La gauche culturelle a réussi à truster le débat d’idées et le financement d’ASBL en Belgique francophone depuis des années. Chapeau à elle. C’est aussi la faute de la droite et du centre de ne pas avoir investi suffisamment le débat culturel et le tissu associatif. Ceci dit, il est temps de remédier à ce déséquilibre, non pas pour imposer ses vues, mais pour enrichir le débat, la représentativité et finalement la démocratie. Un bon exemple d’enrichissement du débat est celui du monde étudiant où jusqu’il y a peu, la FEF monopolisait l’espace, avant que l’équipe de l’Unecof se mette en place pour apporter une autre vision de société du monde étudiant et ce avec succès.
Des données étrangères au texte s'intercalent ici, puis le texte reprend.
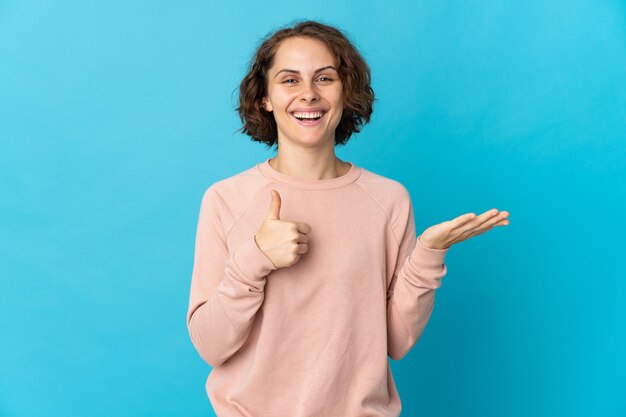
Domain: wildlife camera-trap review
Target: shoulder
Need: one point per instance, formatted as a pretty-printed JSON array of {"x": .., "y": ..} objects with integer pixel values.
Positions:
[
  {"x": 387, "y": 191},
  {"x": 234, "y": 194}
]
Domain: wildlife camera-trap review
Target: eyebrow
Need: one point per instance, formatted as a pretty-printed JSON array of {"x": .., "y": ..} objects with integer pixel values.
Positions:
[{"x": 298, "y": 72}]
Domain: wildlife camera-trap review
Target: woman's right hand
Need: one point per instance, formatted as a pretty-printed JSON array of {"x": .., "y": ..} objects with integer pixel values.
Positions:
[{"x": 282, "y": 241}]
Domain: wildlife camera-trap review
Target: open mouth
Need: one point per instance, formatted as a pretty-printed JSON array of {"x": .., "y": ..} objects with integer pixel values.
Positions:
[{"x": 310, "y": 119}]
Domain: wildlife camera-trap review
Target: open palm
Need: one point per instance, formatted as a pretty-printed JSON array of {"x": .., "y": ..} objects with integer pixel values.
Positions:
[{"x": 446, "y": 234}]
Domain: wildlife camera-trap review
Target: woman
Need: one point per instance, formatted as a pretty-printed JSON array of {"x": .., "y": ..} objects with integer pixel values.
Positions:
[{"x": 307, "y": 272}]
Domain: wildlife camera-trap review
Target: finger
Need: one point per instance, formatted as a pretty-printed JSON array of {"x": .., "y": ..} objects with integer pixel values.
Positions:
[
  {"x": 303, "y": 248},
  {"x": 480, "y": 223},
  {"x": 302, "y": 238},
  {"x": 495, "y": 220},
  {"x": 463, "y": 220},
  {"x": 303, "y": 228}
]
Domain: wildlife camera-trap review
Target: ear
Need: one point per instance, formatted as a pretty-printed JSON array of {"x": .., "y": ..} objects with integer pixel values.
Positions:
[{"x": 266, "y": 104}]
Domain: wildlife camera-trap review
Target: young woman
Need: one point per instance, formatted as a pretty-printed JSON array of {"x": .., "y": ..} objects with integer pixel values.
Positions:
[{"x": 308, "y": 274}]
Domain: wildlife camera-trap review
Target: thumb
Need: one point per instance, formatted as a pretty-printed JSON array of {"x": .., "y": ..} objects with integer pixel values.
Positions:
[{"x": 274, "y": 212}]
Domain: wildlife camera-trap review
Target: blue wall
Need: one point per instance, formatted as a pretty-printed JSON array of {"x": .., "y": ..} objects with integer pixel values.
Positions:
[{"x": 115, "y": 117}]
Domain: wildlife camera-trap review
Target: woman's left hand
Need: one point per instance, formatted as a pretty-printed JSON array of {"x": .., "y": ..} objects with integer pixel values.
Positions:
[{"x": 446, "y": 234}]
Il est possible de vivre sans subsides. Un modèle inspirant et qui allie respect de la vie associative et conviction est celui de Greenpeace. Cette association est uniquement financée par des dons privés. L’association refuse tout don d’entreprise ou tout argent public. Pourtant tout le monde les connaît, ils font un travail de lobbyiste remarquable même si je ne partage pas toutes leurs positions. Ils peuvent être partisans, car ils n’ont de compte à rendre à personne à part à leurs membres et à leurs donateurs. Ils doivent donc être à l’écoute de leurs donateurs et relayer leurs préoccupations. Le modèle de Greenpeace est cependant très exigeant, sans soutien public, nombre d’ASBL mentionnées dans cette chronique fermeraient la porte du jour au lendemain. Une troisième voie possible à explorer serait alors un financement public plus transparent, qui veille aussi au pluralisme des idées et qui ne couvre plus 90% des besoins budgétaires. Les ASBL devant plus se financer via leurs membres et non via leurs contacts politiques. Cela permettrait de faire le tri dans toutes ces ASBL comptant peu de membres, mais beaucoup de subsides. La bonne gouvernance, la bonne gestion des avoirs publics et la défense du pluralisme des idées sont aussi à ce prix.